Bingham locates the site "on top of a ridge between the valleys of the Aobamba and the Salcantay, about 5,000 feet above the estate of Huaquina." "Here we discovered a number of ruins and two or three modern huts. The Indians said that the place was called Llacta Pata."
Bingham did not investigate the ruins thoroughly, however, and they were not studied again for another 70 years.
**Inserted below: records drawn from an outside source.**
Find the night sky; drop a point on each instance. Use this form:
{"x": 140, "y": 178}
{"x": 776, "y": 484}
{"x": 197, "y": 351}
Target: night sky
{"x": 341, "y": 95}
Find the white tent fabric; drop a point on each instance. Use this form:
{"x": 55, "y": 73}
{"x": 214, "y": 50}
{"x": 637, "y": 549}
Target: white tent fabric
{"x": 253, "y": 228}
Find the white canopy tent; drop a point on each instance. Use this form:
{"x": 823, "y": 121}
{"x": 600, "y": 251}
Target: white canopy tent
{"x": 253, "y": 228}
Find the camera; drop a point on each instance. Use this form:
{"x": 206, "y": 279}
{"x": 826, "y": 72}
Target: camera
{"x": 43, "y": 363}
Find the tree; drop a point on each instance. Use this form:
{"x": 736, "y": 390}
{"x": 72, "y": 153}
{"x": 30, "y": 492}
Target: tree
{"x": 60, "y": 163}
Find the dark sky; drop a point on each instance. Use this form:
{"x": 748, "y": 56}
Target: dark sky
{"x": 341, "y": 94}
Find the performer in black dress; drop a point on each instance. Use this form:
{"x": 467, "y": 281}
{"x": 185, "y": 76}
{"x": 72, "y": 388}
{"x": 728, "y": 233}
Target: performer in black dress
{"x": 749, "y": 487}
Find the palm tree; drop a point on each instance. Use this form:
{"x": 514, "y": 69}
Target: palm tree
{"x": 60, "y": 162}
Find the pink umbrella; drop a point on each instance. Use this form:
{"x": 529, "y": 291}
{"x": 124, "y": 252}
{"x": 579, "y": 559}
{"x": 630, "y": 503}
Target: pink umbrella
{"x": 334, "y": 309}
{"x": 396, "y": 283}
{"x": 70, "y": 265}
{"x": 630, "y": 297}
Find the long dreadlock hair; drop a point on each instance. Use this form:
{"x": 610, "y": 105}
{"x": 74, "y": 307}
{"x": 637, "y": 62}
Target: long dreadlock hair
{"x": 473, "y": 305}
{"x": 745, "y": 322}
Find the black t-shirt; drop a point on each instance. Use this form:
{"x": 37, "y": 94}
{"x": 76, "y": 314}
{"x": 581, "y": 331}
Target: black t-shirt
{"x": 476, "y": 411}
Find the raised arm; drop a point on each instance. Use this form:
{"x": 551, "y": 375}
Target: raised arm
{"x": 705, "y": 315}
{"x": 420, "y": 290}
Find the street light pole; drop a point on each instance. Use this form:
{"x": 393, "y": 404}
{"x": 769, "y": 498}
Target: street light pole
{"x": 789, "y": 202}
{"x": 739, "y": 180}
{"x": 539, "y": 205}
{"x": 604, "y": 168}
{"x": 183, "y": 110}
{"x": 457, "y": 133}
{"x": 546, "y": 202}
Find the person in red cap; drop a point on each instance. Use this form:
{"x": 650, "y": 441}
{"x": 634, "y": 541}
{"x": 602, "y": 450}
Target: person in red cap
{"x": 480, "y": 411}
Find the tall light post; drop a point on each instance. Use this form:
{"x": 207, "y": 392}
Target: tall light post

== Role as a roadside shrine ==
A mid-2003 study of the site conducted by Hugh Thomson and Gary Ziegler concluded that the location of Llaqtapata along the Inca trail suggested that it was an important rest stop and roadside shrine on the journey to Machu Picchu. This and subsequent investigations have revealed an extensive complex of structures and features related to and connected with Machu Picchu by a continuation of the Inca Trail leading onward into the Vilcabamba. Llaqtapata may have been a member of the network of interrelated administrative and ceremonial sites which supported the regional center at Machu Picchu. It probably played an important astronomical function during the solstices and equinoxes.